SEC Lays Litany of Charges on Sam Bankman-Fried ‘SBF’
In the latest development on the FTX debacle, the US Securities and Exchange Commission (SEC) has charged Sam Bankman-Fried (popularly known by the initial SBF), the founder and ex-CEO of the fallen crypto exchange, “with orchestrating a scheme to defraud equity investors in FTX Trading Ltd.” According to a press release by the SEC, since at least May 2019, FTX raised $1.8 billion from equity investors; FTX also raised approximately $1.1 billion from approximately 90 US-based investors.
The SEC accuses SBF of presenting FTX as a safe, responsible cryptocurrency trading platform, touting FTX's sophisticated, automated risk measures to protect users' funds; but in reality, orchestrating a year-long fraud to conceal the undisclosed diversion of customers' funds to Alameda Research, his privately-held crypto hedge fund, and FTX's trading arm; Sam Bankman-Fried also afforded Alameda Research special treatment on the FTX platform, the SEC alleges.
“We allege that Sam Bankman-Fried built a house of cards on a foundation of deception while telling investors that it was one of the safest buildings in crypto,” SEC Chairperson Gary Gensler said.

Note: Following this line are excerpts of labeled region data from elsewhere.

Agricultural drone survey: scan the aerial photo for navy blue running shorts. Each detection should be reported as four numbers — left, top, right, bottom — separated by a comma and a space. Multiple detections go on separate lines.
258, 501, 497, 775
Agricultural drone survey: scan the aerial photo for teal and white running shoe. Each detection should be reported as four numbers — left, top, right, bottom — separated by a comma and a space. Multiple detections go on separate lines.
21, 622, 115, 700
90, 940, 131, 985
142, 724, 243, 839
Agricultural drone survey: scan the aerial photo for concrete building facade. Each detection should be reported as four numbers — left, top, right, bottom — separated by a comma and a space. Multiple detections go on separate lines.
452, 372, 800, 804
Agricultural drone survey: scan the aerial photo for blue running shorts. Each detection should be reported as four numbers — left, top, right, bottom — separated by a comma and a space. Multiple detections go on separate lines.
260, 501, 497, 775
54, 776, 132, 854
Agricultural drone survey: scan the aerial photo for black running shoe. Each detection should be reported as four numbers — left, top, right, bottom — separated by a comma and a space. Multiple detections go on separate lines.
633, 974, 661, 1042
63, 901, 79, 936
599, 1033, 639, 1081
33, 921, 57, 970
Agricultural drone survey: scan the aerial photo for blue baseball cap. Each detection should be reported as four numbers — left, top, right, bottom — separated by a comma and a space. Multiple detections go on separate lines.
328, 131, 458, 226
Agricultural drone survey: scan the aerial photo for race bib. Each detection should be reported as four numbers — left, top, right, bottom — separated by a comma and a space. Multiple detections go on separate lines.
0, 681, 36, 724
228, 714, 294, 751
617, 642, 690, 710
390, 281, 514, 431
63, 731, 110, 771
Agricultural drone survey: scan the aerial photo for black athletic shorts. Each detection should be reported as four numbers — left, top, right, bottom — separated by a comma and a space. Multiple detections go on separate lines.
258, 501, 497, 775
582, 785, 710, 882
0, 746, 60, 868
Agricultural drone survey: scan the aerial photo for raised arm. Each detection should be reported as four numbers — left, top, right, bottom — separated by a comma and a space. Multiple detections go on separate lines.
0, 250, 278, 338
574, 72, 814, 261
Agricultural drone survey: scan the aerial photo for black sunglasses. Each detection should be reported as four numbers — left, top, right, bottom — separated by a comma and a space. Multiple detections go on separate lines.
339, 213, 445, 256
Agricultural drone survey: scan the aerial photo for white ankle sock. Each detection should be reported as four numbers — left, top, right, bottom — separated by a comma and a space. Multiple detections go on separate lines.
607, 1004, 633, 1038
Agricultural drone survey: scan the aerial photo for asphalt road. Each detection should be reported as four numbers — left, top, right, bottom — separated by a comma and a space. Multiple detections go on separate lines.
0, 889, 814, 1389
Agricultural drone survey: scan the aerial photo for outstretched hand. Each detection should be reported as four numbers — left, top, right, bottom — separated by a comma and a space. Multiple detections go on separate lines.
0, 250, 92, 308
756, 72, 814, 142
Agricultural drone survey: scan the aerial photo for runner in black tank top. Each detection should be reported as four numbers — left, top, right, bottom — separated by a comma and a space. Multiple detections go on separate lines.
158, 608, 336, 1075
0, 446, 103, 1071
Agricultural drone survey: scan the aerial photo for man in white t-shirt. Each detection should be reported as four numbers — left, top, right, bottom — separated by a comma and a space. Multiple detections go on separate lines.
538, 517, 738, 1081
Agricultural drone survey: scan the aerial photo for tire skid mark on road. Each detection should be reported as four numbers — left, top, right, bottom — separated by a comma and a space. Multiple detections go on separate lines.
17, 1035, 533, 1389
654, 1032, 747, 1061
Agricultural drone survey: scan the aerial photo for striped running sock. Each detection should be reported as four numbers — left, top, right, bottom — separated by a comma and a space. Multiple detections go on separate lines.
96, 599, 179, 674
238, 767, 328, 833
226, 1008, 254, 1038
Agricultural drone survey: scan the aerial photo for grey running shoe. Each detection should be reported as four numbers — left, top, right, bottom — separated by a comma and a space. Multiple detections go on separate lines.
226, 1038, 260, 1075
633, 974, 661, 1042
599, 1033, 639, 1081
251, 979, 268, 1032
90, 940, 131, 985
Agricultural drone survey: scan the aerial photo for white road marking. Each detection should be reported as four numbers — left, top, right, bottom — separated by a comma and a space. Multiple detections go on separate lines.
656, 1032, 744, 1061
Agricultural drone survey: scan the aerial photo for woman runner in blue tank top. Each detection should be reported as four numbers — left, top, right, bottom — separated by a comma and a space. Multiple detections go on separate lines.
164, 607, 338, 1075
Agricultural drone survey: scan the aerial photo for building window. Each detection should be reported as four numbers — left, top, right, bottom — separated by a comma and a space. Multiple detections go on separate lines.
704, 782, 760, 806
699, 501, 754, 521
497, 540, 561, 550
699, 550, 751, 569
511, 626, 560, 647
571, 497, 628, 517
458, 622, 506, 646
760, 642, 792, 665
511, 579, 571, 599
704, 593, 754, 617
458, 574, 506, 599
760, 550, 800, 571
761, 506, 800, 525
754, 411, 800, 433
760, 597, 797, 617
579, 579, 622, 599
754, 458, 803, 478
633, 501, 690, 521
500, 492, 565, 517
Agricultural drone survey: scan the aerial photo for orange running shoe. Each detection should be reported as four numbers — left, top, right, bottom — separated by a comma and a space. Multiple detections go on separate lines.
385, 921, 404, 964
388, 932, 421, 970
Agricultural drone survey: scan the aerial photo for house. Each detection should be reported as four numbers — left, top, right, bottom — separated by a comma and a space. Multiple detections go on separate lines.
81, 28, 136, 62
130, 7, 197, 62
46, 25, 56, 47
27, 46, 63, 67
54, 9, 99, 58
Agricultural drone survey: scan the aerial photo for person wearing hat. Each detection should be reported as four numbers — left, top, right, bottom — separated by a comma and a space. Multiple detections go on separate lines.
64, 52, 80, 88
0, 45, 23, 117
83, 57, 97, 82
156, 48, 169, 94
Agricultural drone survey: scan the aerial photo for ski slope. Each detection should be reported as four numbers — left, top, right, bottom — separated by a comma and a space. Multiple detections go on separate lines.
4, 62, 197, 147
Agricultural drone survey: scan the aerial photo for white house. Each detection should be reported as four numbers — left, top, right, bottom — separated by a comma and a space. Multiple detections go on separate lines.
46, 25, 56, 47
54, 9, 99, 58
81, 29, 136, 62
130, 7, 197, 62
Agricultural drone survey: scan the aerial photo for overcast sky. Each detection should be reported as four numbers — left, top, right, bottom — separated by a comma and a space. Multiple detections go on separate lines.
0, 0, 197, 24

The SEC calls the alleged fraud committed by SBF a clarion call to crypto platforms to come into compliance with the SEC's laws.
“FTX operated behind a veneer of legitimacy Mr. Bankman-Fried created by, among other things, touting its best-in-class controls, including a proprietary ‘risk engine,’ and FTX’s adherence to specific investor protection principles and detailed terms of service. But as we allege in our complaint, that veneer wasn’t just thin, it was fraudulent,” said Gurbir S. Grewal, Director of the SEC’s Division of Enforcement.
From the onset of the FTX collapse, Sam Bankan-Fried has maintained his claim of innocence. He rebutted the initial rumors of insolvency at FTX with a series of reassuring tweets, stating that everything was fine at FTX. Most of the tweets are now deleted. In his first live interview two weeks ago at the DealBook Summit, SBF told the New York Times DealBook Summit host Andrew Sorkin that he unknowingly commingled users' funds when asked about Alameda's risky trades funded with FTX users' funds.
Sam Bankman-Fried Arrested in the Bahamas
Authorities have caught up with Sam Bankman-Fried in the Bahamas, the headquarters of his fallen crypto exchange and his supposed residence for the past year. The office of the Attorney General of the Bahamas said in a statement that the arrest followed receipt of formal notification from US authorities that criminal charges have been filed against SBF and there is likely to be an extradition request.
Before the announcement of his arrest, SBF had said he was willing to testify virtually at a U.S. House Financial Services Committee hearing to examine the FTX debacle, to be held today.